Disparity in the pay gap, according to the report, may be attributed to women’s representation across job levels, with more at the junior level and underrepresented at the senior level.
In terms of women representation in the total workforce, Malaysia ranked first at 58.1 percent, followed closely by the Philippines at 56 percent.
These scores were in stark contrast to the lowest-ranked countries Indonesia and South Korea (both at 39.6 percent), Japan (33.8 percent) and India (20.8 percent).
The Philippines led the region in the representation of women in senior leadership roles at 33 percent, followed by Malaysia (26.7 percent) and Hong Kong (24.7 percent).

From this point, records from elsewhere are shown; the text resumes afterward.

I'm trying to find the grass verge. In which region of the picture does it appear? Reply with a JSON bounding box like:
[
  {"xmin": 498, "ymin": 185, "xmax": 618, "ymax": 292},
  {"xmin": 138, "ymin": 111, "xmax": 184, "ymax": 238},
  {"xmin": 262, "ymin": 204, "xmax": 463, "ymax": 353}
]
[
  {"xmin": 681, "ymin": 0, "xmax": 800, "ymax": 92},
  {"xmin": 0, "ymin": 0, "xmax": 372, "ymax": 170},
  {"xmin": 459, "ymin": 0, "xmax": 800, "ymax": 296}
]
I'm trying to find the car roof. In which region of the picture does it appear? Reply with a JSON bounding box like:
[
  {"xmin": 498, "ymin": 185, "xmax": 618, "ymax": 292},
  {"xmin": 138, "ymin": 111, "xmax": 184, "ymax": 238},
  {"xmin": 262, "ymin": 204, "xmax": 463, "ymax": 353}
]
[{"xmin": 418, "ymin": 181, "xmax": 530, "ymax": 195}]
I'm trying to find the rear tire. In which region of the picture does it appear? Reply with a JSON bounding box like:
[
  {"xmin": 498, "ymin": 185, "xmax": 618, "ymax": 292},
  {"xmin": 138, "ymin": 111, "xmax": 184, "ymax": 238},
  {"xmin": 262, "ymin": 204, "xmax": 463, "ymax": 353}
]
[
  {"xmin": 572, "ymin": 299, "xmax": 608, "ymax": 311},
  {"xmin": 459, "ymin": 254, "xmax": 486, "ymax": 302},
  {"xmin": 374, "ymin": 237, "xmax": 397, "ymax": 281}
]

The GDBA also looked at the “leaking pipeline” or the rate of decline of women participation from one level to another. Malaysia scored the lowest leakage from junior to mid-level at 4.9 percent, while the Philippines scored the lowest leakage from mid-level to senior level at 2.2 percent.
The leakage, the report said, may be attributed to cultural biases that hinder women’s career advancement, such as playing a bigger role in domestic duties which coincides with a later phase in life and the opportunity to take on more senior roles at the workplace.
While the Philippines continued to rank highly across the three metrics considered by the study—representation in the total workforce, representation at the senior level, and pay gap—gender imbalance persists in terms of organizational functions.
Women in the Philippines are heavily represented in human resources (71 percent) and finance (69 percent) but outnumbered in IT (28 percent).
The representation of women in the workforce also declines with age. Women in the Philippines make up more than half of the total workforce from ages 20 to 39, and the percentages steadily decline from age 40 onward. According to the report, this may be attributed to care for the elderly, which is integral to Filipino culture.
“The results of the 2019 GDBA are instructive for companies in the Philippines, even as the country continues to rank high on gender equality metrics,” said Tes Veloso, Manila site officer and senior director of Thomson Reuters.